To further put these findings in perspective, we identified three major networks that represented the genes associated with those miRNAs that were up-regulated in TP53-mutated tumors and down-regulated in CpG island methylator phenotype-high and microsatellite unstable tumors. The first network has NR3C1 as one of its central components (See Figure 1). NR3C1 is a glucocorticoid receptor that induces apoptotic cell death, via decreased expression of anti-apoptotic proteins, such as BCL2 and MCL1, and induces expression of pro-apoptotic proteins like BCL2-like apoptosis initiator 11 (52). In earlier studies, NR3C1 has been associated with proximal microsatellite unstable tumors, with hypermethylation of NR3C1 being identified as a marker for microsatellite unstable tumors and a marker to differentiate between CpG island methylator phenotype-high and CpG island methylator phenotype-low/negative phenotypes (53). These findings correlate with our identified association between the NR3C1 pathway and tumor phenotype; NR3C1 was down-regulated in our data, suggesting less likely association with CpG island methylator phenotype-high and microsatellite unstable tumors. Our findings suggest that differential methylation of NR3C1, and its subsequent role in tumorigenesis and phenotype, may be in part due to the dysregulation of previously unstudied, infrequently expressed miRNAs.

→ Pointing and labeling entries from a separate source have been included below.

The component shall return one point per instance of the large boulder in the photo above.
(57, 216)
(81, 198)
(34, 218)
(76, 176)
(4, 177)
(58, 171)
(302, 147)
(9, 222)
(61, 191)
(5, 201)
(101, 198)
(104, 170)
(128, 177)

The NFkB complex is central in our second Ingenuity Pathway Analysis network and is well known in literature for up-regulating and promoting various pro-inflammatory cytokines and linking various gastrointestinal conditions such as inflammatory bowel disease, diabetes mellitus, and colorectal cancer (54). The classical NFkB pathway plays a major role in linking inflammation to the onset and progression of malignancy in various tissues (55). One pro-inflammatory stimulus includes red meat consumption which has been linked to colon cancer and TP53-mutated tumors specifically (56, 57). A prospective study in Denmark has shown that the combination of polymorphisms in NFκB that down-regulate its expression, and high red meat consumption increases the likelihood of developing colorectal cancer (58). They proposed that lower NFkB activity leads to higher loads of reactive oxygen species secondary to heme degradation, contributing to colorectal carcinogenesis. Moreover, other studies have found that the NFκB pathway to be linked with the TP53 pathway in hepatocellular carcinoma; the crosstalk between these two pathways is critical for the survival of HCC cells in the setting of reactive oxygen species (59). These previous findings further support an association between the NFkB complex and a TP53 molecular phenotype in certain cancers, especially in the setting of pro-inflammatory stimuli. Here we suggest that the up-regulation of infrequently expressed miRNAs may provide an important link between NFκB and its related genes and TP53 phenotype in colorectal cancer.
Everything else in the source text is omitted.